A direita e a centro-direita estavam mais no poder nesse ciclo eleitoral. Agora, a esquerda chegando ao poder, vai sofrer com os mesmos fatores que levaram à queda dos governos de direita e centro-direita. É um ambiente muito difícil de governabilidade, isso é estrutural.
Já víamos isso antes da pandemia. Taxas de aprovação menores, desejo de mudança, desconfiança crônica. A pandemia, com o choque inflacionário, exacerbou essa revolta.
Muitos analistas dizem que a eleição de 2018 foi atípica e que os eleitores estão agora se voltando dos outsiders para candidatos com mais experiência. Mas esse diagnóstico não podia estar mais errado.
Todos os fatores de desconfiança que levaram à eleição do Bolsonaro foram aprofundados.
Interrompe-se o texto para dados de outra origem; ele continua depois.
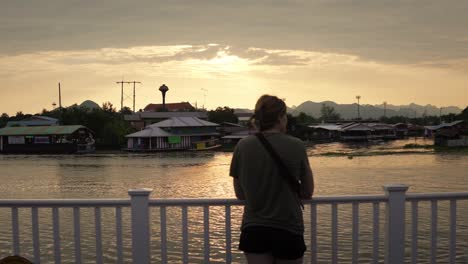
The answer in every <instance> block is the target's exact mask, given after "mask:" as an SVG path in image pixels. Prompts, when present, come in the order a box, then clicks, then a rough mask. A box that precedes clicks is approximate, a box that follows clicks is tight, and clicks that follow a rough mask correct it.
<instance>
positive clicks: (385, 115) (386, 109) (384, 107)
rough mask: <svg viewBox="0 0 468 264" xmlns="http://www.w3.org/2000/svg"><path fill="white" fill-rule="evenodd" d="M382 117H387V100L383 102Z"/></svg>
mask: <svg viewBox="0 0 468 264" xmlns="http://www.w3.org/2000/svg"><path fill="white" fill-rule="evenodd" d="M384 117H387V101H385V102H384Z"/></svg>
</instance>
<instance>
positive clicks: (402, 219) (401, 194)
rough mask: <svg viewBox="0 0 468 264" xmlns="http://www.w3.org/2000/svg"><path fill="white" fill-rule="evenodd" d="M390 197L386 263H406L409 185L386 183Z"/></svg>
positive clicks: (388, 214)
mask: <svg viewBox="0 0 468 264" xmlns="http://www.w3.org/2000/svg"><path fill="white" fill-rule="evenodd" d="M383 188H384V190H385V194H386V196H387V198H388V202H387V206H386V216H385V264H394V263H404V259H405V199H406V191H407V190H408V186H407V185H404V184H388V185H384V187H383Z"/></svg>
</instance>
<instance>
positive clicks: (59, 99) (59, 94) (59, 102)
mask: <svg viewBox="0 0 468 264" xmlns="http://www.w3.org/2000/svg"><path fill="white" fill-rule="evenodd" d="M59 109H62V90H61V88H60V83H59Z"/></svg>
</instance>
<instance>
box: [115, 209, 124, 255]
mask: <svg viewBox="0 0 468 264" xmlns="http://www.w3.org/2000/svg"><path fill="white" fill-rule="evenodd" d="M115 229H116V237H117V239H116V246H117V263H118V264H122V263H123V246H122V244H123V241H122V240H123V239H122V207H120V206H119V207H117V208H115Z"/></svg>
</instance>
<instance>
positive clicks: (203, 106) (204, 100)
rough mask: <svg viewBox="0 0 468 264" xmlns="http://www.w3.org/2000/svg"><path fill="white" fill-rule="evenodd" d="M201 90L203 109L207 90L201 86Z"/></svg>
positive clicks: (204, 108) (204, 102)
mask: <svg viewBox="0 0 468 264" xmlns="http://www.w3.org/2000/svg"><path fill="white" fill-rule="evenodd" d="M201 90H202V91H203V109H205V103H206V93H207V92H208V89H205V88H201Z"/></svg>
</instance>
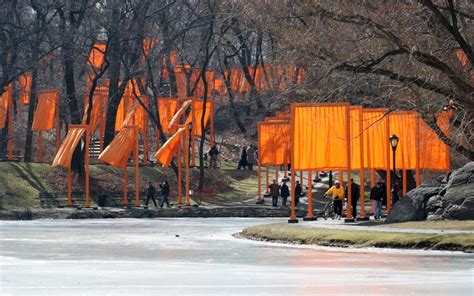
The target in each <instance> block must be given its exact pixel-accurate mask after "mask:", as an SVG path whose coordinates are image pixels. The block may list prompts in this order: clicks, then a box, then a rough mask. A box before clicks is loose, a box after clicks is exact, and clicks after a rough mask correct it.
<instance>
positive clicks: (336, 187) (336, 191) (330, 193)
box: [324, 180, 344, 220]
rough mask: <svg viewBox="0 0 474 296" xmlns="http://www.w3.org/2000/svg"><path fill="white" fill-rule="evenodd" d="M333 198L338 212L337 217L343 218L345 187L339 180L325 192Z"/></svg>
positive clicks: (337, 218)
mask: <svg viewBox="0 0 474 296" xmlns="http://www.w3.org/2000/svg"><path fill="white" fill-rule="evenodd" d="M324 195H326V196H329V197H331V198H332V199H333V203H334V212H335V213H336V219H338V220H341V217H342V200H343V199H344V188H342V186H341V183H340V182H339V180H336V182H334V186H332V187H331V188H329V190H328V191H326V193H325V194H324Z"/></svg>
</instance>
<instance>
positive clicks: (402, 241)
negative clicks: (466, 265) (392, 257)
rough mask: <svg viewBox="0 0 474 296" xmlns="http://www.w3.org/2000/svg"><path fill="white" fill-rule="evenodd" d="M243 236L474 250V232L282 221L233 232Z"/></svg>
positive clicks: (390, 248)
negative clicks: (282, 221) (311, 228)
mask: <svg viewBox="0 0 474 296" xmlns="http://www.w3.org/2000/svg"><path fill="white" fill-rule="evenodd" d="M233 236H234V237H236V238H239V239H248V240H252V241H259V242H269V243H277V244H286V245H299V246H321V247H329V248H342V249H346V248H354V249H359V248H360V249H362V248H379V249H396V250H429V251H452V252H463V253H468V254H472V253H474V233H459V234H453V233H447V234H430V233H427V234H421V233H408V232H407V233H404V232H388V231H387V232H383V235H382V234H381V232H379V231H360V230H356V229H354V230H334V229H327V228H312V229H311V228H303V227H297V226H296V227H295V226H291V225H286V224H282V223H278V224H266V225H258V226H253V227H249V228H245V229H243V230H242V231H241V232H239V233H236V234H234V235H233Z"/></svg>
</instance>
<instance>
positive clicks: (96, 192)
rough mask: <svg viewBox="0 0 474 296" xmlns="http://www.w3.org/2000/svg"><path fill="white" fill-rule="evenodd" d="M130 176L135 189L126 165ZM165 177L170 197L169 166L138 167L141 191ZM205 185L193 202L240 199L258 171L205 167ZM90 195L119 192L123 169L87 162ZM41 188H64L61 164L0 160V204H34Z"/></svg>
mask: <svg viewBox="0 0 474 296" xmlns="http://www.w3.org/2000/svg"><path fill="white" fill-rule="evenodd" d="M127 174H128V176H129V183H128V190H129V192H134V190H135V170H134V168H133V167H128V168H127ZM198 178H199V170H198V169H197V168H194V169H191V189H196V187H197V185H198ZM164 180H168V181H169V182H170V185H171V200H172V201H173V199H174V198H175V197H176V195H177V192H176V190H177V182H176V176H175V175H174V173H173V171H172V170H171V169H170V168H162V167H158V166H155V167H150V166H143V167H140V180H139V182H140V185H139V186H140V194H141V195H144V191H145V188H146V186H147V184H148V182H152V183H153V184H154V185H155V186H156V187H157V186H158V184H159V183H161V182H163V181H164ZM84 187H85V184H84V177H83V176H79V175H77V174H74V176H73V191H74V192H84ZM205 188H211V189H212V192H210V193H207V194H206V196H203V197H202V198H199V197H198V196H197V194H196V195H195V196H193V197H194V202H195V203H202V204H203V205H213V204H226V203H240V202H242V201H244V200H247V199H250V198H252V197H255V196H256V195H257V174H256V172H255V171H254V172H249V171H236V170H235V169H233V167H230V166H229V167H225V168H223V169H218V170H209V169H206V170H205ZM90 190H91V192H90V193H91V196H96V195H98V194H113V193H122V190H123V172H122V169H119V168H114V167H111V166H107V165H91V166H90ZM40 192H56V193H65V192H67V172H66V170H65V169H63V168H59V167H52V166H51V165H49V164H45V163H42V164H39V163H24V162H3V163H0V208H5V209H15V208H37V207H39V198H38V195H39V193H40Z"/></svg>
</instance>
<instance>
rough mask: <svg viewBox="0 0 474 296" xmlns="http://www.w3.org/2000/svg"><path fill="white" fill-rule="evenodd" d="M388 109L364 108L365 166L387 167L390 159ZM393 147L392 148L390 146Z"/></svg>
mask: <svg viewBox="0 0 474 296" xmlns="http://www.w3.org/2000/svg"><path fill="white" fill-rule="evenodd" d="M387 112H388V110H383V109H363V111H362V117H363V129H364V167H365V168H370V169H386V168H387V165H388V161H389V155H388V154H387V153H388V152H387V145H390V143H389V142H388V138H389V137H390V135H389V134H388V130H387V125H388V124H389V121H388V116H387V115H386V114H387ZM390 149H391V148H390Z"/></svg>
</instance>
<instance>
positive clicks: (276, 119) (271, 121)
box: [265, 117, 291, 122]
mask: <svg viewBox="0 0 474 296" xmlns="http://www.w3.org/2000/svg"><path fill="white" fill-rule="evenodd" d="M290 120H291V118H284V117H267V118H265V122H290Z"/></svg>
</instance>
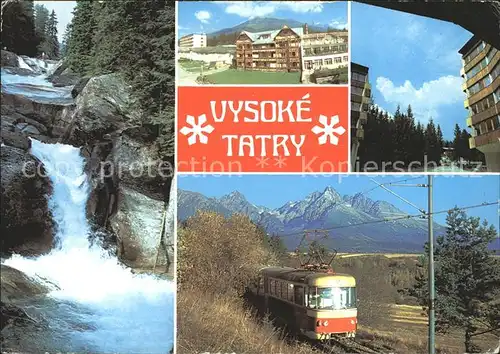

O que nós temos são duas candidaturas com credenciais contra o establishment. Bolsonaro de um lado, e Lula dizendo que foi colocado na prisão por causa dos ricos e poderosos.
Então veja que a questão não é outsider ou insider, mas candidaturas com credenciais contra o establishment. O desejo contra o establishment só se aprofundou, não amenizou. 2018 é o novo normal, não é um ponto fora da curva.
BBC News Brasil - Por fim, como o senhor vê as chances de um ataque violento contra Lula ou Bolsonaro e o que isso poderia representar para a corrida eleitoral?
Garman - É muito difícil colocar probabilidades para isso, é um tipo de evento de risco de cauda [com probabilidade muito baixa de acontecer]. Mas quase aconteceu com Bolsonaro quatro anos atrás, então eu diria que esse risco está presente.
Se um desastre acontecer para qualquer um dos lados, a tendência é de reforçar a candidatura que substituir qualquer um dos dois. Então o jogo pode mudar mais se o Bolsonaro sofrer um atentado, porque ele está atrás.